«Только бы не подломились, — вертелось у меня в голове, — вся выручка пойдет за одну доску».
Но спектакль начался, и приходилось думать об исходе дела. Нами очень интересовались, и как только новый артист появлялся на сцену, он встречался одобрительными восклицаниями и репликами.
— Узнали, узнали, не скроешься — это Сенька Пахарев.
Или:
— Батюшки, как здорово перерядился! И не подумать, что это Васютка Долгий.
Только уж очень нетерпелива была наша публика. Когда артист задерживался на сцене, по ее мнению, долго, слышны были даже выкрики:
— Показался и хватит, что глаза нам мозолить, пускай показывают новых.
В ответ на это, впрочем, следовало тут же разъяснение от людей, более понимающих:
— Это не балаган, где только показывают ряженых, и не музей, а театральная драма, в которой имеет значение и разговор.
И советовали публике к разговорам нашим тоже прислушиваться.
Мы, артисты, были благодарны этим людям и, применяясь к мнению массы, исправляли, в свою очередь, все ошибки на ходу. Так, когда у кого-нибудь из нас отваливалась борода (от жары столярный клей сползал с лица и не держал шерстяную куделю) и она падала, артисту говорили зрители:
— Наплевать на бороду, мы теперь тебя все равно узнали. Катай так.
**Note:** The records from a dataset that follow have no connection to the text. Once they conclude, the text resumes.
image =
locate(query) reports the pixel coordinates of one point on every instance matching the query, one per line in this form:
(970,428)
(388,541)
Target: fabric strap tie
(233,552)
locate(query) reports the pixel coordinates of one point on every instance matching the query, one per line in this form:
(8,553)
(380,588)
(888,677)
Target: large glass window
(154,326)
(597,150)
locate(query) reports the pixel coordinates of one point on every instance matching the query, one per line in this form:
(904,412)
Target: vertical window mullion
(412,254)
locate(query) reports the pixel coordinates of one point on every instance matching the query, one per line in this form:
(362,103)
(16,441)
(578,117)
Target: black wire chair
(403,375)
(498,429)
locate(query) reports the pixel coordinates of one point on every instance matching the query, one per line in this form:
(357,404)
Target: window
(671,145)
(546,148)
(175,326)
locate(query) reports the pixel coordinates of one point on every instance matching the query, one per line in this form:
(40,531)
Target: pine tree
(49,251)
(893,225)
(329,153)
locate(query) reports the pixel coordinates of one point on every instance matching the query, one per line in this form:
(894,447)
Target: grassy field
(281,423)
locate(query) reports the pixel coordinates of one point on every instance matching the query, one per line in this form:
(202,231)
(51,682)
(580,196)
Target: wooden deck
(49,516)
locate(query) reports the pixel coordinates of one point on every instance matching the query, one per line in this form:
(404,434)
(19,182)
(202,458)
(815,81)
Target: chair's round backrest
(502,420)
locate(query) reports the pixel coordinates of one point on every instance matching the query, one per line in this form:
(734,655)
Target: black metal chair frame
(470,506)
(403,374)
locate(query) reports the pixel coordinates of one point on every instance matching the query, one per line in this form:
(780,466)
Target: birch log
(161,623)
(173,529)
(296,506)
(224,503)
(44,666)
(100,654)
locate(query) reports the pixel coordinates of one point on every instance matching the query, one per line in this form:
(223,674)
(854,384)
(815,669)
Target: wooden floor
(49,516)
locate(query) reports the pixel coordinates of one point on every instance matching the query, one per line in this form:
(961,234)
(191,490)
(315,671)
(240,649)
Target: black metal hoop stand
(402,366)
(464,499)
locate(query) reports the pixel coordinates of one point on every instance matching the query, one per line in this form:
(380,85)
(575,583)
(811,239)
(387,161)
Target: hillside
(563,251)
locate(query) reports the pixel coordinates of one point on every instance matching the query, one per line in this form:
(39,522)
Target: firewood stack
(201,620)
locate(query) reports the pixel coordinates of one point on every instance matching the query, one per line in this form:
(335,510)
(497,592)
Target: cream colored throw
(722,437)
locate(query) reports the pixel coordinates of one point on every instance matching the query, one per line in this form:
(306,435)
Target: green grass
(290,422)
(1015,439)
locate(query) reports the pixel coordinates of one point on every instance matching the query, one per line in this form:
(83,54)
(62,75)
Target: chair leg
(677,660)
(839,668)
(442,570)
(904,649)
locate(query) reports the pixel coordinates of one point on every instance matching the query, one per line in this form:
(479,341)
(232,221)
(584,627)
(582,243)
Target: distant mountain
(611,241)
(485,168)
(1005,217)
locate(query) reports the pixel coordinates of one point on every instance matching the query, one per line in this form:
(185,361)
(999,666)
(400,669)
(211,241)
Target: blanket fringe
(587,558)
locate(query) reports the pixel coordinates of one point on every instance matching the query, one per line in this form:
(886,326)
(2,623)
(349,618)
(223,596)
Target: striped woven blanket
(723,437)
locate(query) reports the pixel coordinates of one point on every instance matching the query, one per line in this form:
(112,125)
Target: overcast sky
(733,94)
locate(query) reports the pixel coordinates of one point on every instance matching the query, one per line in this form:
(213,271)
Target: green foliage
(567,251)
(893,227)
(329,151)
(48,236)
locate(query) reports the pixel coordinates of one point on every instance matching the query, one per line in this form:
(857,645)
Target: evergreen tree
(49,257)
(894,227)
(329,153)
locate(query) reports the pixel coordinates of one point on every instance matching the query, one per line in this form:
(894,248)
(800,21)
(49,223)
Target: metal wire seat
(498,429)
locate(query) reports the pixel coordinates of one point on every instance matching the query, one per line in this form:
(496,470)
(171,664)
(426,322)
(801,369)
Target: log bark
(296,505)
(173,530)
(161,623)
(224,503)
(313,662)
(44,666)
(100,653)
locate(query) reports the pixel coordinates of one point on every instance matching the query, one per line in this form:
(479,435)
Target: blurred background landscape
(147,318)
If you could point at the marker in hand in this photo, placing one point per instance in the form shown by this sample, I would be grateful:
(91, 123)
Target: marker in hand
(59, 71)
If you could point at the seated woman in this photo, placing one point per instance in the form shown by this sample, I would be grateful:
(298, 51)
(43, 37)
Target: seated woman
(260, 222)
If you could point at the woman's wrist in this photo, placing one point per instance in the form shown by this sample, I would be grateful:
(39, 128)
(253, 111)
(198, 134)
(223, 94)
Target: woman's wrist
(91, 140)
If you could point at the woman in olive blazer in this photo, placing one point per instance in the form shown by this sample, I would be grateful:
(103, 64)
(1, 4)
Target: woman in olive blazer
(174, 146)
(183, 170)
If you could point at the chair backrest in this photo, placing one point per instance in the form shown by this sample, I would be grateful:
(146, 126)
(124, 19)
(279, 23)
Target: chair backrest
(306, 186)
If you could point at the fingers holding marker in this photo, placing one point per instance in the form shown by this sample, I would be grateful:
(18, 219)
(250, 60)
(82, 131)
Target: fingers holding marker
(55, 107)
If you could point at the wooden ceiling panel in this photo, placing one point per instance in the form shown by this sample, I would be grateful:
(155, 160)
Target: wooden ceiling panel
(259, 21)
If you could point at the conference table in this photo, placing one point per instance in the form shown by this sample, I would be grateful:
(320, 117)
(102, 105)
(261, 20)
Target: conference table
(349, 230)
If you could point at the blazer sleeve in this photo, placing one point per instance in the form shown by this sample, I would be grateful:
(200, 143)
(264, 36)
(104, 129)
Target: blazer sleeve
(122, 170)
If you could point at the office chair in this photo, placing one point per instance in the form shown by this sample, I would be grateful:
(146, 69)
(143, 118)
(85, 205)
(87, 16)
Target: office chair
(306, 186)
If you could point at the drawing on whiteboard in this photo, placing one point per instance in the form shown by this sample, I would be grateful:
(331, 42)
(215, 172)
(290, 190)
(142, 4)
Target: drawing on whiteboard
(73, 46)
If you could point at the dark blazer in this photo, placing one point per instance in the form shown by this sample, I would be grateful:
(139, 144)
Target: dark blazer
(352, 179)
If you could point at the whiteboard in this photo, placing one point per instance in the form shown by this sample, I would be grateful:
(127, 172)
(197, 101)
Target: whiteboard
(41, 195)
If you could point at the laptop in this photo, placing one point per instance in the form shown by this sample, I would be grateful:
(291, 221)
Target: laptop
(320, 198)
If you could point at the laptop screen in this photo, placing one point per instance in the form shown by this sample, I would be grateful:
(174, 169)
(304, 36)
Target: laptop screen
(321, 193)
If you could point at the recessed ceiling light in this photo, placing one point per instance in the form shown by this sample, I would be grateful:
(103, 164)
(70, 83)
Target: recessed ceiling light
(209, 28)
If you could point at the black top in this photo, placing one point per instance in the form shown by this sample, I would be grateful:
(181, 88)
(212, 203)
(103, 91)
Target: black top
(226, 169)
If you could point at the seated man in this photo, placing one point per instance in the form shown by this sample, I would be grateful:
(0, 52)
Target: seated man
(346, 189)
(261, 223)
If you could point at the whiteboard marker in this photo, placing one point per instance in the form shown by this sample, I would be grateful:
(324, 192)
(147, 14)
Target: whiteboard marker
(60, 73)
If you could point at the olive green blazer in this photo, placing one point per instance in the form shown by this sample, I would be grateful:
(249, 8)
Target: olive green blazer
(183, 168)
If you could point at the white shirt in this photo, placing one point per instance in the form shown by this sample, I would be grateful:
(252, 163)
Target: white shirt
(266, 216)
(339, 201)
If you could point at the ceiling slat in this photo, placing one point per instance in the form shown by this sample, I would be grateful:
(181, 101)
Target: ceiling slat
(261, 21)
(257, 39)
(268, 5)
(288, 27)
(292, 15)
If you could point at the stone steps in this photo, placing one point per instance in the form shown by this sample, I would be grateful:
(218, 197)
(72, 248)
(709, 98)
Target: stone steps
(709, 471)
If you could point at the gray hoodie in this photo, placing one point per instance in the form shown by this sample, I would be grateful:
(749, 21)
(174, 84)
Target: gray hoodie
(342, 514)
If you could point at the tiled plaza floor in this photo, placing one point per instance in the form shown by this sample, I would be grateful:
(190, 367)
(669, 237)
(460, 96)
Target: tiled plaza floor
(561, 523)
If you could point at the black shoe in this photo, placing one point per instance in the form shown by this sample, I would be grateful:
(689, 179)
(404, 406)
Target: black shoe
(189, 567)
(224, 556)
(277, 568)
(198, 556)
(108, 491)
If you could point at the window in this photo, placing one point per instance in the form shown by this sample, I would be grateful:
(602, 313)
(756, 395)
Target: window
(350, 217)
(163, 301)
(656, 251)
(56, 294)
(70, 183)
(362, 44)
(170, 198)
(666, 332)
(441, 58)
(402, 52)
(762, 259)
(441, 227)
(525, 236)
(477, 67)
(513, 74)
Ну, и мы, конечно, продолжали игру без стеснения.
Неожиданный фурор произвела в публике наша артистка Катюша, разыгрывая несчастную невесту. Девушки тотчас же узнали, у кого взята была ею кофточка, у кого сарафан, и моментально оповестили о том всему залу. Но после этого получилась у нас первая «неувязка».
Мы должны были разыгрывать свидание. Я — бедный парень — полюбил богатую девушку, и она меня, как водится, полюбила. Но родитель ее был старорежимник. Он, разумеется, восставал против нашего брака. Такова была пьеса «Весна без солнышка», которую привезли мне из города и которая принадлежала нашему губернскому писателю — Дяде Макару.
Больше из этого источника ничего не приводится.